Director:  Saul Dibb

Rated:  M

Release:  October 23 - November 14, 2018

Distributor: Icon

Running time: 107 minutes

Worth: $17.00
FilmInk rates movies out of $20 — the score indicates the amount we believe a ticket to the movie to be worth

Cast:
Paul Bettany, Sam Claflin, Asa Butterfield, Stephen Graham, Toby Jones

Intro:
…quietly moving…

The sheer horror of the first World War is captured in sobering detail in this quietly moving adaptation of a powerfully emotive play of the same name. First performed in 1928, just ten years after the end of the war, R.C. Sherriff’s drama brought the reality of the anxiety and claustrophobia of trench warfare to theatre-goers.

This film is the fourth cinematic outing for the story. Directed with intensity by Saul Dibb (The Duchess) and featuring a collection of memorable performances, Journey’s End is the story of a contingent of British soldiers in France waiting for a German attack.

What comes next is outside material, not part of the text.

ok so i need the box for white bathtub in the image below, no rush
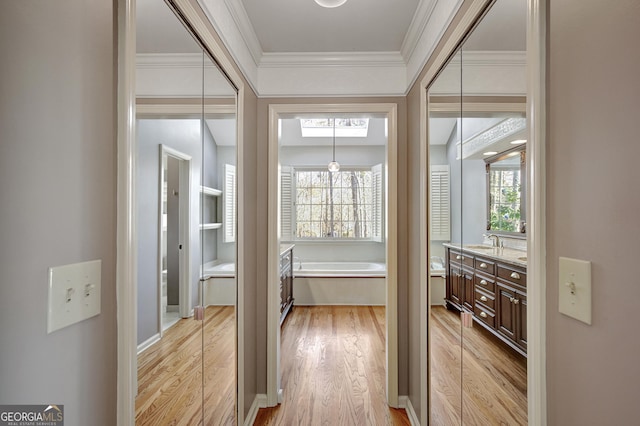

The young and inexperienced officer Raleigh (Asa Butterfield) is keen to see the war for himself. He also wants to meet up with former school house-master and potential brother-in-law Captain Stanhope (Sam Claflin), a leader with rapidly diminishing coping skills and a perspective overwhelmed by anger and alcohol.

Raleigh is soon introduced to the other members of the group, including the wise and peacefully dejected former school teacher Osbourne (Paul Bettany) and the no-nonsense plain speaking Trotter (Stephen Graham). Some brief moments of gallows humour are also provided by the less than 3 hat culinary offerings from the trench cook Private Mason (Toby Jones).

While the jumping off point for the story is undoubtedly Raleigh’s swift education in the ways of the war, and the blood, mud and scent of death that accompany it, it is as the film moves on to the unbearable wait for the attack that it really comes into its own. The mental unravelling of Stanhope is agonising to watch. Claflin does an excellent job in creating this eminently believable character of a man as close as can be to absolute breaking point.

The injustices of how soldiers were contemptuously treated as little more than statistics by the ruling elite is also strongly focused on. While the soldiers dine on tinned fruit and tea with bits of onion in it, the generals are served formal dinners and fine wine. Food and drink becomes an obsession with the men, as the torturous wait goes on with little to alleviate it but more alcohol.

The timeless story of conflict and assessing the value of life and death is shown in all its power. Asking all sorts of questions of nationality and patriotism 100 years after the culmination of World War One, Journey’s End provides a stark retelling of the grim truth of that most senseless of conflicts.